Duke executives also announced the company aims to reduce scope 1 emissions by 80% by 2040 and scope 2 and 3 emissions by 50% by 2035 compared to 2005 levels.

The company is already on track to exceed its 50% scope 1 emissions reduction target by 2030 and expects to exit coal by 2035, subject to regulatory approvals, said Senior Vice President of Enterprise Strategy and Planning Swati Daji. Duke executives reaffirmed expectations that the company will reach net-zero scope 1, 2 and 3 emissions by 2050 with some technological advances.

"While we have clear line-of-sight on how we can achieve 70%-75% carbon reduction using technologies available today, that's not going to be enough to reach net zero," Daji said. "Technology innovation is essential."

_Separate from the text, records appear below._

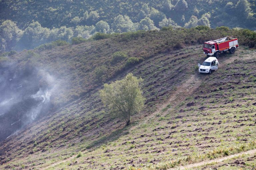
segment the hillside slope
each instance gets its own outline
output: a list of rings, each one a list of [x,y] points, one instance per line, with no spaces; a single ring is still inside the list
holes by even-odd
[[[240,43],[252,46],[255,40],[243,38],[240,31]],[[10,57],[19,68],[47,65],[46,70],[64,88],[52,99],[55,110],[2,142],[0,168],[167,167],[255,147],[251,130],[256,121],[252,102],[256,51],[242,46],[233,55],[222,54],[219,70],[200,74],[196,66],[206,56],[201,45],[191,44],[203,41],[205,33],[194,29],[148,32],[122,41],[127,38],[124,34]],[[211,39],[226,34],[217,32]],[[180,38],[185,40],[177,42]],[[127,67],[126,59],[113,66],[112,54],[120,50],[144,60]],[[95,82],[95,67],[102,65],[108,68],[105,78]],[[102,81],[130,72],[144,80],[146,101],[144,110],[126,127],[109,116],[98,90]],[[73,96],[74,92],[78,94]],[[65,104],[58,103],[60,100]],[[228,146],[230,150],[223,149]]]

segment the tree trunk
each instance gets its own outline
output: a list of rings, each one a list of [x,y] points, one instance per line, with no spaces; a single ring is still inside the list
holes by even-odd
[[[128,126],[130,124],[130,119],[128,120],[128,121],[126,121],[126,126]]]

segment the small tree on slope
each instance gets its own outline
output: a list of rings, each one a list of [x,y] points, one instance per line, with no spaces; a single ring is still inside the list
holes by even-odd
[[[124,119],[127,125],[130,116],[140,112],[144,106],[145,99],[140,87],[142,81],[129,73],[122,80],[110,84],[105,83],[104,89],[100,91],[103,103],[117,117]]]

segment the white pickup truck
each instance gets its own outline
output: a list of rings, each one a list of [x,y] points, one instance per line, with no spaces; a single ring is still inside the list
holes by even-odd
[[[203,64],[198,63],[198,71],[200,73],[211,74],[213,71],[218,69],[218,64],[219,61],[216,57],[210,57],[205,60]]]

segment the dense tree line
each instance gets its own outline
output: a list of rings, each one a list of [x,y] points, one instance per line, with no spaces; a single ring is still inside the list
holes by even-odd
[[[256,30],[253,0],[0,0],[0,53],[97,32],[172,26]]]

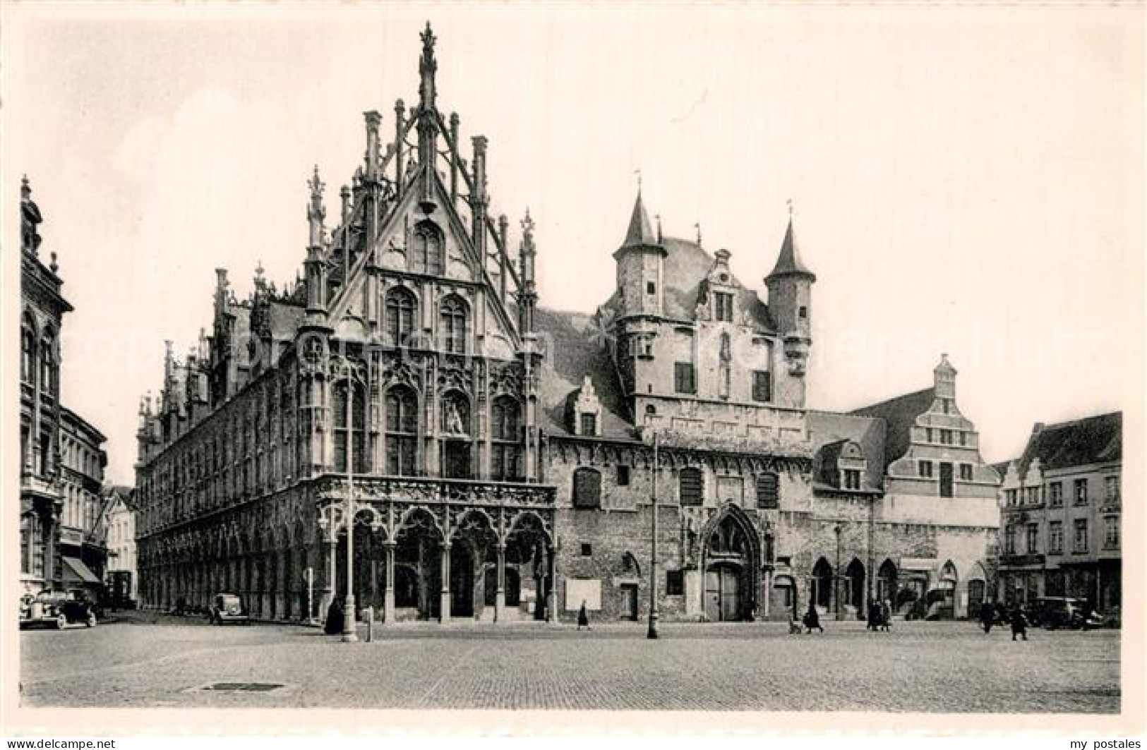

Duke anticipates being able to add dispatchable, zero-carbon resources beginning in the 2030s to allow for a transition away from natural gas.

Those new technologies could include hydrogen- and biofuel-capable gas turbines, long-duration energy storage such as increased pumped storage or battery technologies and advanced nuclear such as small modular reactors.

Recent federal legislation may help support research and development of those technologies, Daji added.

Duke has already begun the process of presenting its carbon reduction plan for its Carolinas utilities — Duke Energy Carolinas LLC and Duke Energy Progress LLC — including a set of potential pathways to achieving North Carolina's state-mandated carbon reduction goals. The utility recently told North Carolina regulators that the Inflation Reduction Act could shift its plan.

Good said she expects North Carolina regulators to approve the company's carbon reduction plan by the end of the year, and Duke plans to file an updated integrated resources plan in South Carolina in 2023. Initially, Duke requested that the states work together to consider its carbon plan, but withdrew its request after pushback, largely from South Carolina.

"We're confident we'll be able to meet the energy policy objectives of both states, continuing to demonstrate the benefits of the dual-state system reliability and affordability," Good said.